9. Terminal Commands — Best for Privacy-Conscious Power Users
If you'd rather not give any app access to your files, you can reclaim most of the same space manually. The commands below are safe to run on macOS 12 (Monterey) through macOS 26 (Tahoe):
# Clear user caches (apps rebuild these automatically)
rm -rf ~/Library/Caches/*
# Clear system logs (requires admin; logs rotate back over time)
sudo rm -rf /private/var/log/asl/*.asl
# Clear Xcode derived data (safe if you don't mind a slow first rebuild)
rm -rf ~/Library/Developer/Xcode/DerivedData/*
# Clear npm cache
npm cache clean --force
# Clear Homebrew cache and old formula versions
brew cleanup --prune=all
What NOT to delete via Terminal: Never touch /System, /usr, or the current user's ~/Library/Preferences wholesale — those folders contain app settings and OS components that are not safely bulk-deleted. If you're unsure about a specific path, use the "Is this safe to delete?" feature in Crumb or search the exact folder name before removing anything.
What Is Actually Safe to Delete on a Mac?

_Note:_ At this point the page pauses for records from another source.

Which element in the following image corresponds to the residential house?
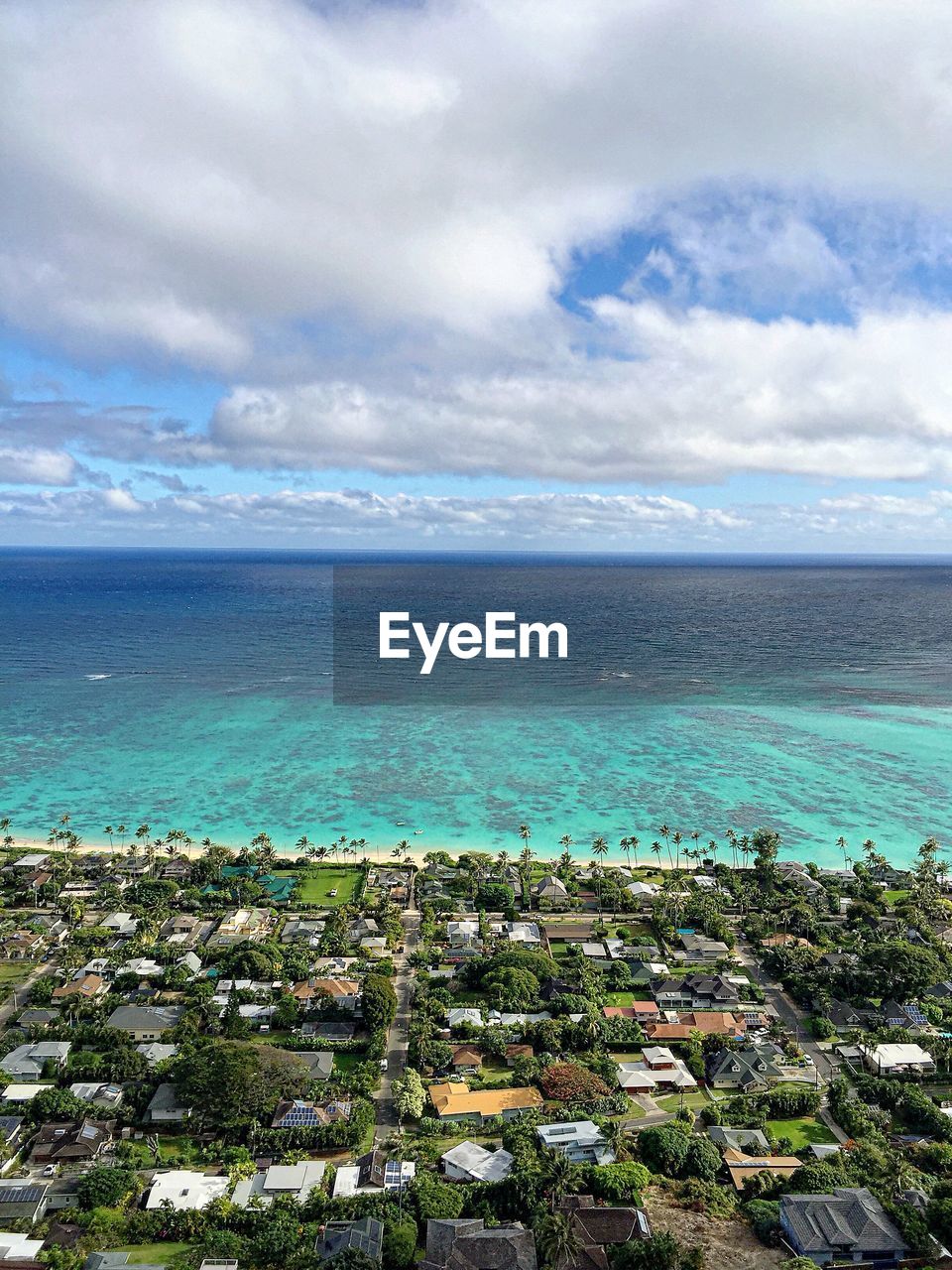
[536,1120,615,1165]
[440,1142,514,1183]
[96,913,139,940]
[429,1082,542,1124]
[645,1010,748,1043]
[780,1187,908,1270]
[724,1147,803,1190]
[291,979,361,1013]
[146,1169,231,1212]
[52,972,109,1001]
[292,1049,334,1080]
[208,908,272,948]
[617,1045,697,1093]
[136,1040,178,1072]
[503,922,542,949]
[272,1098,350,1129]
[17,1007,60,1029]
[145,1080,191,1124]
[559,1195,652,1270]
[334,1149,416,1199]
[417,1218,538,1270]
[0,1040,72,1080]
[69,1080,122,1111]
[31,1120,113,1165]
[652,972,740,1010]
[449,1045,482,1075]
[532,874,570,904]
[105,1006,181,1043]
[281,917,327,948]
[447,920,482,949]
[602,1001,660,1024]
[707,1124,771,1155]
[231,1160,327,1207]
[0,1179,47,1226]
[707,1045,783,1093]
[860,1044,935,1076]
[505,1043,536,1067]
[0,930,46,961]
[314,1216,384,1262]
[680,935,731,961]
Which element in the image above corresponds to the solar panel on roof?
[0,1187,45,1204]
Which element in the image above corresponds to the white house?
[231,1160,327,1207]
[536,1120,615,1165]
[440,1142,514,1183]
[0,1040,71,1080]
[860,1044,935,1076]
[503,922,542,949]
[146,1169,231,1212]
[618,1045,697,1093]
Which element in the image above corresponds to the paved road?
[0,960,56,1028]
[375,899,420,1143]
[738,943,839,1080]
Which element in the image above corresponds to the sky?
[0,0,952,553]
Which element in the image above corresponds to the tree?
[76,1165,139,1212]
[384,1216,417,1270]
[482,965,539,1010]
[536,1212,581,1270]
[409,1171,466,1221]
[391,1068,426,1120]
[361,974,398,1031]
[612,1230,681,1270]
[174,1040,311,1130]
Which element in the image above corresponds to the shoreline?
[3,833,705,874]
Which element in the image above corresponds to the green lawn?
[0,961,37,1001]
[276,865,362,908]
[606,988,649,1006]
[115,1242,191,1266]
[654,1089,708,1111]
[767,1116,837,1152]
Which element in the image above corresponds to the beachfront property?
[617,1045,697,1093]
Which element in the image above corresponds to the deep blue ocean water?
[0,550,952,862]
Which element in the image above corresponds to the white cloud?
[0,445,77,485]
[210,299,952,482]
[0,479,952,553]
[0,0,952,371]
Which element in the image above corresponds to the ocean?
[0,550,952,863]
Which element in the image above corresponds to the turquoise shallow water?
[0,557,952,863]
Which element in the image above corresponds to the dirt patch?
[644,1190,783,1270]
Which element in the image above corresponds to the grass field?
[115,1242,191,1266]
[0,961,37,1001]
[767,1116,837,1151]
[654,1089,710,1111]
[276,865,362,908]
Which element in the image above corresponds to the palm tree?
[837,834,847,869]
[591,835,608,922]
[657,825,674,869]
[602,1120,635,1162]
[542,1151,581,1212]
[536,1212,581,1270]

The distinction that matters most:
- Safe (apps rebuild them): Contents of
~/Library/Caches, most contents of/Library/Caches, log files in~/Library/Logs, temp files in/private/var/folders, and the Downloads folder (obviously, only files you no longer need). - Situationally safe: Xcode DerivedData and iOS device support files (large, but slow to regenerate), Homebrew formula cache, npm/yarn/pnpm caches, Docker image layers.

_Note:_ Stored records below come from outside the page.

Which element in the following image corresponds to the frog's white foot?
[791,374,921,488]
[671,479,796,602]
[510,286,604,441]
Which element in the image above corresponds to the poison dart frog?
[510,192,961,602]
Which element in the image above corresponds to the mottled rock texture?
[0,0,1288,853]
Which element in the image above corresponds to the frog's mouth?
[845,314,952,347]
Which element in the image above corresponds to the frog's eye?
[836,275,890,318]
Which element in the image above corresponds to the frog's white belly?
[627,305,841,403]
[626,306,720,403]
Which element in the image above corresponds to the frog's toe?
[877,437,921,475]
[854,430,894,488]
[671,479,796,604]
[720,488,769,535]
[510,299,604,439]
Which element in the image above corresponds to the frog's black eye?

- Do not delete: Anything inside
/System/Library,/usr/lib,~/Library/Preferences(individual .plist files, not the whole folder), Keychain data, Core Data stores inside~/Library/Application Supportfor apps you still use, or APFS volume metadata.
Cleaning is permanent. No cleaner moves deleted files to Trash — they're gone immediately. If you're uncertain about a file or folder, look it up before you remove it.
How Much Space Can You Realistically Expect to Recover?
On our two-year-old 256 GB test Mac, the realistic totals were:
- User + system caches: 8–12 GB
- Log files: 1–3 GB
- App leftovers from uninstalled apps: 2–5 GB
- Duplicate files: 4–10 GB (highly variable)
- Developer caches (Xcode, npm, Gradle): 5–20 GB if you code
If your Mac is newer or you've cleaned recently, expect the lower end. If you've never cleaned in two or more years, double the top end isn't unusual.
Which Mac Cleaner Should You Use?
The answer depends on what you're optimizing for:
- Want one-click results with safety explanations: Crumb (free to try, $49 one-time for unlimited use).
- Already on Setapp: CleanMyMac X is right there in your subscription.
- Want to find large hidden files visually: DaisyDisk at $9.99 is excellent.
- Only care about removing apps cleanly: AppCleaner is free and does it well.
- Finding duplicate photos: Gemini 2.
- Trust no third-party app with your files: use the Terminal commands above.
Conclusion
The best Mac cleaner software in 2026 isn't the one with the most features — it's the one that frees the most space safely while giving you enough information to understand what it's doing. For most people on a small-SSD MacBook, a one-click sweep of caches and logs recovers 10–15 GB without touching anything important. Whether you do that with an app or a handful of Terminal commands, the result is the same: a machine that stops complaining about disk space.